Fights like these are what it’s all about.
The stakes are massive and potentially life-changing for the winner and the narrative is only helped by the fact that these two have already fought in the past.
Sure, the Holloway and Poirier who threw down at UFC 143 have been completely replaced by their more mature, modern counterparts, but their history only adds to a bout that could well be amongst the best fights we see all year.
With a shot at Khabib Nurmagomedov’s lightweight strap seemingly on the line, Max Holloway and Dustin Poirier will go to war in the UFC 236 main-event.
Max Holloway might not have cleared out the featherweight division entirely, but with wins over the best of the best at 145lbs and his ever-growing frame, there are very few who are begrudging him this move.
If all goes his way, chances are we never see the Hawaiian in the lighter weight-class again.
Recent history has shown the smaller fighters having an increased level of success once they forego a strenuous fight-week cut in favour of fighting closer to their natural weight.
We’ve seen it notably with Cyborg/Nunes, Miocic/Cormier, Thompson/Pettis, and in the recent run of UFC 236 co-main event headliner Kelvin Gastelum at middleweight.
There’s a good chance we’ll experience the best Max Holloway we’ve ever seen once Saturday night comes around.
The question will be how much success Dustin Poirier can have against him.
Poirier has been a fighter reborn since leaving the featherweight division and with his loss to Michael Johnson excluded, has found incredible success – despite his tendency to bite down and the mouthpiece and commit to some vicious brawls that were inadvisable from a tactical standpoint.
There has always been a question over Dustin’s ability to maintain his composure in the face of either an opportunity to finish or intense pressure from his opponent.
In this, the biggest fight of his life, his decisions in those moments will likely be what wins or loses it for him.
If the fight boils down to a shot-for-shot brawl, I’m favouring Max.
If it’s a slow and technical start, I’d back Blessed’s knack for turning up the heat to see him through.
I don’t even have confidence in Poirier’s ability to keep Holloway on his back if he does take the wrestling route.
This may seem as though I’m picking this as a landslide win for the featherweight champion but I’m really not. I just think he can edge out The Diamond in any of these battles.
Poirier has solid power at 155lbs, don’t get me wrong.
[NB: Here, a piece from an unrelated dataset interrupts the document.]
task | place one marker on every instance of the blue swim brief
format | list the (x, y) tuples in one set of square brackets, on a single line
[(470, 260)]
And in those wild exchanges, he was comfortable enough to get the better of Eddie Alvarez – who brings more power to the table than his opponent Saturday will.
He does eat shots though and as we’ve seen in the past, once Max smells blood, he can begin to slowly bring proceedings to a boil.
I see Max looking better than ever at lightweight. The man is a champion through and through who has beaten some of the best fighters in the sport today.
As we all know, there are levels to this game – levels that separate the Holloway’s and the Khabib’s of the world from those even one ranked-spot below.
Expect Max to get this one done in the championship rounds.
Prediction: Max Holloway by fourth-round TKO.